Ketersediaan sumberdaya dan cadangan batu bara Indonesia relatif lebih besar dibandingkan dengan sumberdaya fosil lainnya walaupun jumlahnya hanya sebesar 3,3% cadangan dunia. Pada tahun 2013, sumberdaya batu bara Indonesia sebanyak 120.525 juta ton dengan cadangan sebesar 31.361 juta ton. Pada 2013 potensi cadangan gas Indonesia cukup besar yaitu mencapai 150,39 triliun cubic feet (TSCF) dengan cadangan terbukti 101,54 TSCF dan cadangan potensial 48,85 TSCF. Sementara tingkat produksi gas alam Indonesia mencapai 2,97 TSCF pada tahun 2013 (Anonim, 2014).

Kemudian untuk bisa membangun kilang dan pabrik industri petrokimia yang baru, diharapkan adanya kerjasama antara lembaga pemerintah dan swasta untuk bersama-sama membangun kilang dan pabrik industri petrokimia yang baru mengingat tentang mahalnya biaya yang dikeluarkan dalam pembangunan dan pengembangan industri petrokimia tersebut. Karena pertumbuhan industri ini akan memberikan peningkatan kapasitas produksi guna mengisi pasar domestik dan ekspor serta menghasilkan substitusi produk impor. Untuk itu, pemerintah aktif berdiskusi dengan investor asing untuk mengembangkan industri petrokimia di dalam negeri. Pengembangan industri petrokimia juga harus terintegrasi. Jika pasokan untuk bahan baku petrokimia berjauhan, maka tidak efisien. Oleh karena itu, rencana pemerintah membangun kilang yang juga berdekatan dengan TPPI, dinilai tepat. Kepastian pasokan bahan baku akan lebih terjamin. 

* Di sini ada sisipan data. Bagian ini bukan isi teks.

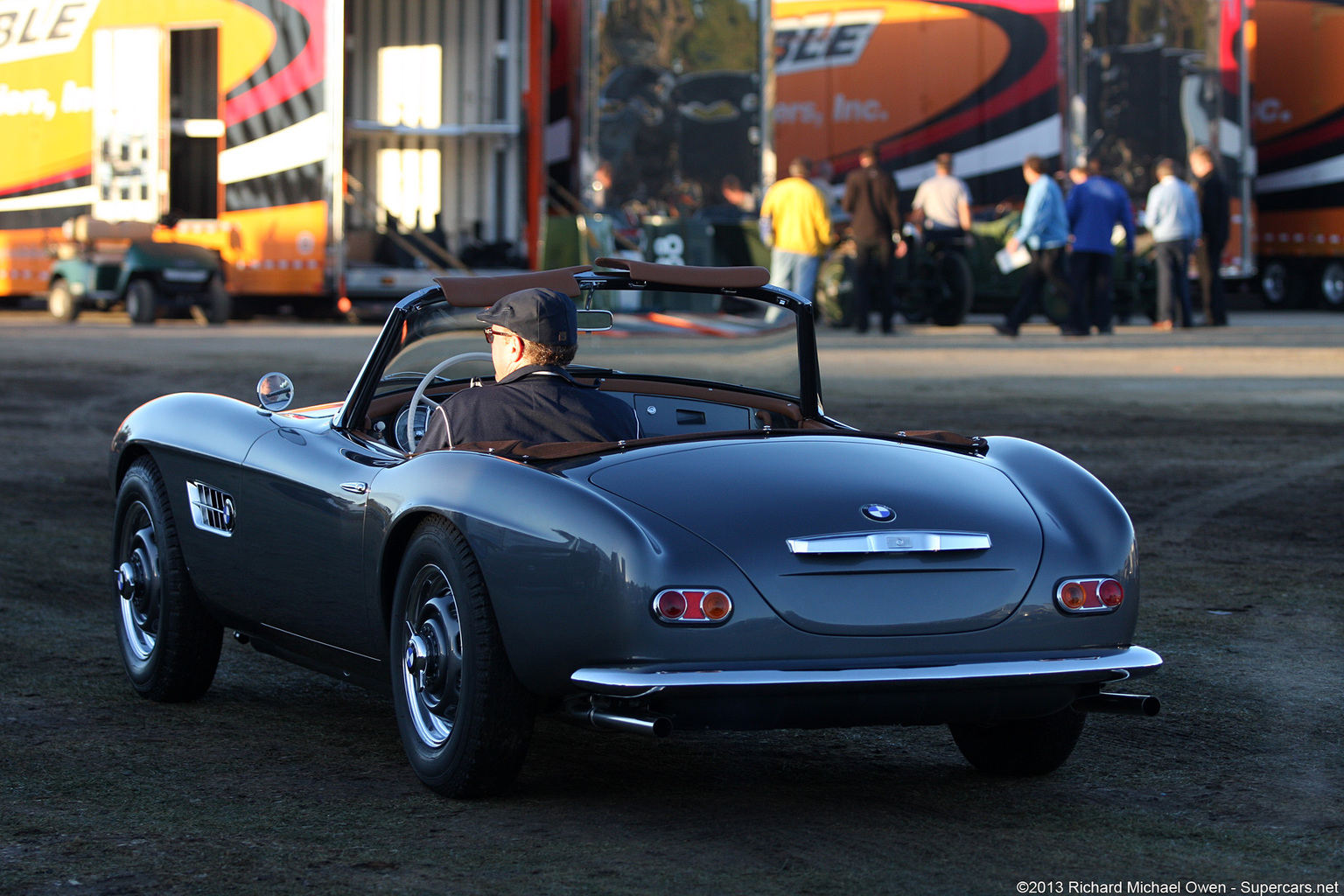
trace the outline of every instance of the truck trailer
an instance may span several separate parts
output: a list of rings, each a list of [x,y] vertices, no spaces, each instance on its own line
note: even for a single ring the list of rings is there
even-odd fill
[[[1257,0],[1255,23],[1262,294],[1344,309],[1344,7]]]
[[[216,253],[242,310],[526,265],[538,20],[523,0],[4,0],[0,297],[51,287],[78,218]]]
[[[1141,208],[1156,161],[1206,144],[1232,196],[1223,273],[1249,277],[1246,20],[1243,0],[774,0],[774,148],[839,180],[878,144],[907,201],[950,152],[985,216],[1020,203],[1028,154],[1098,157]]]

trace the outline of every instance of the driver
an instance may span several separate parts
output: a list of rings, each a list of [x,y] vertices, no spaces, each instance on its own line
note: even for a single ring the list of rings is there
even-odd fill
[[[634,408],[581,386],[564,365],[578,351],[574,301],[524,289],[476,316],[485,321],[495,384],[465,388],[430,415],[415,453],[468,442],[620,442],[640,437]]]

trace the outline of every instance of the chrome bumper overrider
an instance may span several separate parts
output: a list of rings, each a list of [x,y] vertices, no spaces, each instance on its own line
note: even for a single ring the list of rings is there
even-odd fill
[[[1156,672],[1163,658],[1148,647],[1125,647],[1109,656],[964,662],[939,666],[887,669],[579,669],[570,681],[595,693],[677,689],[694,696],[699,689],[789,690],[794,688],[919,689],[925,686],[1023,686],[1103,684]]]

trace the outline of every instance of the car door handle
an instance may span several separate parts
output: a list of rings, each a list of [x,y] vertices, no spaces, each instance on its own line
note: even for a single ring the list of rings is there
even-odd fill
[[[793,553],[923,553],[938,551],[988,551],[986,532],[837,532],[788,539]]]

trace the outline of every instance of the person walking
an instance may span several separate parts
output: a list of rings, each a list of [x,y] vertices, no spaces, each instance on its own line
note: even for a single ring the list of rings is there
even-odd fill
[[[962,236],[970,230],[970,189],[952,173],[950,152],[938,153],[934,176],[915,189],[910,220],[934,240]]]
[[[812,301],[821,253],[832,243],[827,200],[808,176],[812,161],[789,163],[789,176],[777,180],[761,201],[761,223],[770,239],[770,285]]]
[[[878,167],[876,144],[859,153],[859,167],[844,181],[840,207],[849,212],[853,235],[853,328],[868,332],[871,312],[878,312],[883,333],[894,333],[892,266],[906,254],[900,238],[900,207],[896,181]]]
[[[1231,230],[1227,185],[1218,173],[1208,146],[1189,150],[1189,173],[1195,176],[1195,196],[1199,199],[1199,218],[1203,223],[1203,234],[1195,250],[1195,269],[1199,271],[1204,326],[1227,326],[1227,297],[1223,292],[1223,274],[1219,271],[1227,231]]]
[[[1040,156],[1027,156],[1021,165],[1021,177],[1027,181],[1027,203],[1021,210],[1017,231],[1008,239],[1005,249],[1015,253],[1019,246],[1025,246],[1031,253],[1031,262],[1027,265],[1027,279],[1023,281],[1017,304],[1008,312],[1003,324],[995,324],[995,329],[1004,336],[1017,334],[1023,322],[1040,304],[1040,294],[1047,282],[1066,300],[1071,301],[1073,292],[1059,270],[1064,261],[1064,246],[1068,243],[1064,195],[1055,179],[1047,173],[1046,161]]]
[[[1116,226],[1125,228],[1125,254],[1134,254],[1134,210],[1125,188],[1101,173],[1101,163],[1089,159],[1068,172],[1074,188],[1068,191],[1064,210],[1073,251],[1068,271],[1073,274],[1073,301],[1068,304],[1068,329],[1087,336],[1095,325],[1098,333],[1111,332],[1111,293],[1114,287]]]
[[[1153,169],[1157,183],[1148,191],[1148,232],[1153,235],[1153,258],[1157,263],[1157,320],[1153,329],[1169,330],[1173,321],[1172,300],[1180,300],[1180,325],[1193,326],[1189,302],[1191,246],[1199,239],[1203,224],[1195,191],[1180,179],[1179,163],[1163,159]]]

Untuk meningkatkan produktifitas dan menurunkan biaya produksi industri petrokimia yang ada, diharapkan bisa meningkatkan teknologi yang ada baik dalam sistem produksi dan pengolahannya maupun pelatihan SDM terutama di sektor migas yang berhubungan langsung dengan industri petrokimia.

Saat ini industri makanan dan minuman merupakan pengguna plastik terbesar dengan porsi hingga 60 persen dari total konsumsi plastik di Indonesia. Karena itu, industri petrokimia sebagai penyuplai harus ditingkatkan kinerjanya dengan menerapkan teknologi terbaru saat ini.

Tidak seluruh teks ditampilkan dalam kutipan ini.